Over time we have come to realize that culture is the obstacle, and that culture is the best way to change culture. -- Alyse Nelson, President, Vital Voices
The word "culture" conveys multiple meanings. Alyse Nelson, president of the non-governmental organization Vital Voices, which promotes women's empowerment globally, notes that "culture" in the anthropological sense is often evoked as a rationale for limiting women's roles in society, while "culture," meaning creative expression, can present a vision of an attractive alternative lifestyle or solution that can break the stranglehold of tradition. When Vital Voices works with local partners in different parts of the world to open up opportunities for women and girls, opposition to these changes in society often comes in the form of people saying, "That goes against our culture." Ms. Nelson, who has no arts background, has been surprised to discover that creative expression -- providing a platform for women to tell their own stories -- has the greatest potential to dismantle these cultural barriers.

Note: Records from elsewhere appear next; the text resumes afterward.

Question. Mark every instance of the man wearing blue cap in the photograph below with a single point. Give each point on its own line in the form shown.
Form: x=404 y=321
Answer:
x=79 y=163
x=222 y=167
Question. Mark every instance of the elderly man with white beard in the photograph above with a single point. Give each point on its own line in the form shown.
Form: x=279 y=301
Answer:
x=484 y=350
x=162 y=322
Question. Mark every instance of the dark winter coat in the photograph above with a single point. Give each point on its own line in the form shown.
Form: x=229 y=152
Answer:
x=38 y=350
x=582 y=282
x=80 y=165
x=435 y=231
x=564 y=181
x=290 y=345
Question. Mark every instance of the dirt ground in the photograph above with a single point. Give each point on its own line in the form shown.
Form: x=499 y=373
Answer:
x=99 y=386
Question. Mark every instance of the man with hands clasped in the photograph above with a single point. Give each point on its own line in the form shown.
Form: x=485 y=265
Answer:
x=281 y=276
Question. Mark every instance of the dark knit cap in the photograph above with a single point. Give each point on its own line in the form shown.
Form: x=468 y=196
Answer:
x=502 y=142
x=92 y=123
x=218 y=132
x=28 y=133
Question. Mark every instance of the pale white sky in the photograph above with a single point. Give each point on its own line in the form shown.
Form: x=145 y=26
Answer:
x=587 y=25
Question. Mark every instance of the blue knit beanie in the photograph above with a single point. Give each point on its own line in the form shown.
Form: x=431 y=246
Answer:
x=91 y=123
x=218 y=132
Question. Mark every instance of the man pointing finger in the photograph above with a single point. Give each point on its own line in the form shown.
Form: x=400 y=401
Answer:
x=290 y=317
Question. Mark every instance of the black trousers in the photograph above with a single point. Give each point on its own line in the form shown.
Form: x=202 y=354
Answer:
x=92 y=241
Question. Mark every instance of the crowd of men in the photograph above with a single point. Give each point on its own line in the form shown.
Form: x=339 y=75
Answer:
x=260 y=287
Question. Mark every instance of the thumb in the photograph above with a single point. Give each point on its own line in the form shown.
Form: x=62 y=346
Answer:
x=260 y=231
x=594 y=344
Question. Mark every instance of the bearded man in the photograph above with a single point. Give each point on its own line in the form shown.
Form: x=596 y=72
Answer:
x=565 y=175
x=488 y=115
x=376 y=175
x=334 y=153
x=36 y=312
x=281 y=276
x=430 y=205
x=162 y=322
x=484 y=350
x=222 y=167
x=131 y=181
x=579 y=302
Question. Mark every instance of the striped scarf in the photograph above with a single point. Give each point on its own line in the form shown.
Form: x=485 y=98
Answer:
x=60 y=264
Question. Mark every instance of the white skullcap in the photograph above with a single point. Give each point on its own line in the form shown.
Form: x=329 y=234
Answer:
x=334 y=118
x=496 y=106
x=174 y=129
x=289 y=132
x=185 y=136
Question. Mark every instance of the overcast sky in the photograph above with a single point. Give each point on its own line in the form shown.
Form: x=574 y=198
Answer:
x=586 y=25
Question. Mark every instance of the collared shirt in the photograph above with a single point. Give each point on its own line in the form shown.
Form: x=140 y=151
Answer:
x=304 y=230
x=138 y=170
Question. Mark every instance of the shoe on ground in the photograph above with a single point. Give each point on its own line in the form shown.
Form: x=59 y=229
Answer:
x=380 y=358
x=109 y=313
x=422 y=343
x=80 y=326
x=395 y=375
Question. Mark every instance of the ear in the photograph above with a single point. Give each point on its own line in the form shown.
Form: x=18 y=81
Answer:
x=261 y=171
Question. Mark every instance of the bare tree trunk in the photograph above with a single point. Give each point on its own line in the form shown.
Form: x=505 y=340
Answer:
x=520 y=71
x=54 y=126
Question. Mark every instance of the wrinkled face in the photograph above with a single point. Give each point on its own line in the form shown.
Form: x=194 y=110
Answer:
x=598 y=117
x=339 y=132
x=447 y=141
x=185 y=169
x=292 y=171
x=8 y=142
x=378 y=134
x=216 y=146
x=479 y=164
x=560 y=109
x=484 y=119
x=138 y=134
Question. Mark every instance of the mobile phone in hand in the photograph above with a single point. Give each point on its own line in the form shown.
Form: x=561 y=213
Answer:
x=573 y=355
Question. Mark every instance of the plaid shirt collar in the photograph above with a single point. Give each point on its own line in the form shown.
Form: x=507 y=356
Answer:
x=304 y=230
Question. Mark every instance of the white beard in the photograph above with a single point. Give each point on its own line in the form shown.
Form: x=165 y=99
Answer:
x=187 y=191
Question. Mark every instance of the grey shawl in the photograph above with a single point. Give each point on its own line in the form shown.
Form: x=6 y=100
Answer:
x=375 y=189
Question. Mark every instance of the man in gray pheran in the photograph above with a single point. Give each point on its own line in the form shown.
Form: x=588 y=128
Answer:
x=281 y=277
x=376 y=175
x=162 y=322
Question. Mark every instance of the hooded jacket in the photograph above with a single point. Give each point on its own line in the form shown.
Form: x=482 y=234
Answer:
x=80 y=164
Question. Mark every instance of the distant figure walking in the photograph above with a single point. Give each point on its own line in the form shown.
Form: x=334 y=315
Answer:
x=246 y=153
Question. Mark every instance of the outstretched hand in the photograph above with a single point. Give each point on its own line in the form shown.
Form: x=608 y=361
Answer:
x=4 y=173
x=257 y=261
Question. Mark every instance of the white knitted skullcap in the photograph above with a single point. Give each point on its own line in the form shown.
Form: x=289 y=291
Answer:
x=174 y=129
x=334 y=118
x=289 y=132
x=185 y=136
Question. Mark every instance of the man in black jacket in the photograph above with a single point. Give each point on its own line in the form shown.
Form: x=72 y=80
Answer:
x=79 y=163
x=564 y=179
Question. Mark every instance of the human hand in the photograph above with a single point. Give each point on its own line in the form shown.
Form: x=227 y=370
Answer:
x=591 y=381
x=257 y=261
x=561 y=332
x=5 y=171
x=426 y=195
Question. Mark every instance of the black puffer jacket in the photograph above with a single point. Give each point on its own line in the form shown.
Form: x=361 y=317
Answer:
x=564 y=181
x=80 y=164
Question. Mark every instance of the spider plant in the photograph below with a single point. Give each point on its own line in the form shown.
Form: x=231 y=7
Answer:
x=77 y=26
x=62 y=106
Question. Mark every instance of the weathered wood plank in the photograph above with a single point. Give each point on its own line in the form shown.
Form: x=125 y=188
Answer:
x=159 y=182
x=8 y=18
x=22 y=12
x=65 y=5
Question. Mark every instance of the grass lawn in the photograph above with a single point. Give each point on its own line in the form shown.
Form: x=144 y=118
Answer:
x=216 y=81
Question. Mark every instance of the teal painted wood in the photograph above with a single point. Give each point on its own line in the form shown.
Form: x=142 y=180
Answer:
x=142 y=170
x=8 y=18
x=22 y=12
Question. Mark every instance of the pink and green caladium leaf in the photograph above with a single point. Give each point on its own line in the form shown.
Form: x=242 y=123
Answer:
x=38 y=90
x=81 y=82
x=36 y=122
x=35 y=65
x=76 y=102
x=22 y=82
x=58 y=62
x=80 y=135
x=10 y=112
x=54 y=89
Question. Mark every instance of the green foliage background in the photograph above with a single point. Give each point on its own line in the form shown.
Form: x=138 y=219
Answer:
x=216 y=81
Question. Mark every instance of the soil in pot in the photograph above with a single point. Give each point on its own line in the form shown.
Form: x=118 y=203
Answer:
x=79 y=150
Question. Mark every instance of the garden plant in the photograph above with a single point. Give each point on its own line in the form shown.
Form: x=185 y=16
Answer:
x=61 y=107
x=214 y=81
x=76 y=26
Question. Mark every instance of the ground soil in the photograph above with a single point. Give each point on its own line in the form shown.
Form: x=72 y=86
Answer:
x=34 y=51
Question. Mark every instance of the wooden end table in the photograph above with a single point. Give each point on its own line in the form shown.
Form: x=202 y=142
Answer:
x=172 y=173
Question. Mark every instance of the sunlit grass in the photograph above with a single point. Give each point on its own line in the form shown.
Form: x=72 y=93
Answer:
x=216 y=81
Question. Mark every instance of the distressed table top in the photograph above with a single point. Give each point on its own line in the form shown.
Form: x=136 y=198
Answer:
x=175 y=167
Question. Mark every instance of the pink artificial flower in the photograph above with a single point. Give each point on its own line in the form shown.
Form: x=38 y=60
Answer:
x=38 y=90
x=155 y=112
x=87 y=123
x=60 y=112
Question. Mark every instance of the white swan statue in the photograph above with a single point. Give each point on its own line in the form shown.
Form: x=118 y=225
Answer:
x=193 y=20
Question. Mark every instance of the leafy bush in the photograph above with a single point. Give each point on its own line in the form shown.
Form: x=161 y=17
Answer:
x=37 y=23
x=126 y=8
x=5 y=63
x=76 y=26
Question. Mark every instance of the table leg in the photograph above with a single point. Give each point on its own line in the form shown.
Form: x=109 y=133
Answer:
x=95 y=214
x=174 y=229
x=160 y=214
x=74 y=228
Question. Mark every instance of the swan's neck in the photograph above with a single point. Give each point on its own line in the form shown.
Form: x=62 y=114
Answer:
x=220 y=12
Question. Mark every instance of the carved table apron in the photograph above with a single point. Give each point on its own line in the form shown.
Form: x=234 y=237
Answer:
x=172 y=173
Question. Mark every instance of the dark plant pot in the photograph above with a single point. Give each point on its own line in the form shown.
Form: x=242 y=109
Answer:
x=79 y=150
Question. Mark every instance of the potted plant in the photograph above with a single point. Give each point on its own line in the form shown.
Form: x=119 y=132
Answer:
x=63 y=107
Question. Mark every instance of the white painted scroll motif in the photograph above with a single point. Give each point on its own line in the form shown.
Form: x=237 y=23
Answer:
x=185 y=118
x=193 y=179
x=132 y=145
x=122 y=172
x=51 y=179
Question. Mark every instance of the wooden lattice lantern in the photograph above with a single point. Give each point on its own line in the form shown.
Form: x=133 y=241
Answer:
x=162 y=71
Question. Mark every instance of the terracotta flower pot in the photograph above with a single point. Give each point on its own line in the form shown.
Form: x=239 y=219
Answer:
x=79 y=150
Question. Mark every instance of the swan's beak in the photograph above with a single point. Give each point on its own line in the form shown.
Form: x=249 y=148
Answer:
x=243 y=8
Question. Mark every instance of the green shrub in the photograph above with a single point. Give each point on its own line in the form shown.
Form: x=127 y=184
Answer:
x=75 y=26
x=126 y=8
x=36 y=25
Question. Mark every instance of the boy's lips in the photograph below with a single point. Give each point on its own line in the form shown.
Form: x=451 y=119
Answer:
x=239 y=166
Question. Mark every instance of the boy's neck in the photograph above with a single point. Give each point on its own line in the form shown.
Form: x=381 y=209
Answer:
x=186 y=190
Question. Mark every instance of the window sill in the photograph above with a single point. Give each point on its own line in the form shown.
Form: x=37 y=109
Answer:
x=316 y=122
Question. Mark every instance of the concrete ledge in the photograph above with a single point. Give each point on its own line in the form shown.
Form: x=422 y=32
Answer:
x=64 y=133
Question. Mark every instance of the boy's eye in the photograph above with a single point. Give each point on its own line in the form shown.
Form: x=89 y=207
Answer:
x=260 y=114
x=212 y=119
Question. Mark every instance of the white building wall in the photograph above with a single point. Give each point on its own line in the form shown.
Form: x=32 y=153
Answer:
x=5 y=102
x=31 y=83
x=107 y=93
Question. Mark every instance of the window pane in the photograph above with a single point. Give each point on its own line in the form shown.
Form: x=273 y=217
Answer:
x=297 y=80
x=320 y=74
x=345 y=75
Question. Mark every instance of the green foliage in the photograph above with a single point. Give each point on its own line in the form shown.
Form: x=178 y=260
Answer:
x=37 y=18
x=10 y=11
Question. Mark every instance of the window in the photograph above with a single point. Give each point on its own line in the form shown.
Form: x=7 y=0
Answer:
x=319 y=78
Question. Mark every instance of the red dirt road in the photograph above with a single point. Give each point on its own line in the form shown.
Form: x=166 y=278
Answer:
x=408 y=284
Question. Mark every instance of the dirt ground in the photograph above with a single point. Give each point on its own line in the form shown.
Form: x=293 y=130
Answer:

"Seven," a powerful documentary play that tells the stories of seven courageous women leaders within the Vital Voices Global Partnership Network, has electrified audiences in New York, London, and elsewhere. Written by seven American female playwrights, in collaboration with seven woman leaders, "Seven" gives voice to extraordinary women -- such as Muktar Mai, who pressed legal charges against the men who gang-raped her in an act sanctioned by her Pakistani village government. Through "Seven," Vital Voices discovered the truism observed by Nigerian author Wole Soyinka: that culture has the capacity to humanize while politics tends to demonize. If Vital Voices has found an obstacle in "culture," in the anthropological sense of customs and behaviors, it has found a strong ally in "culture," as in creative expression.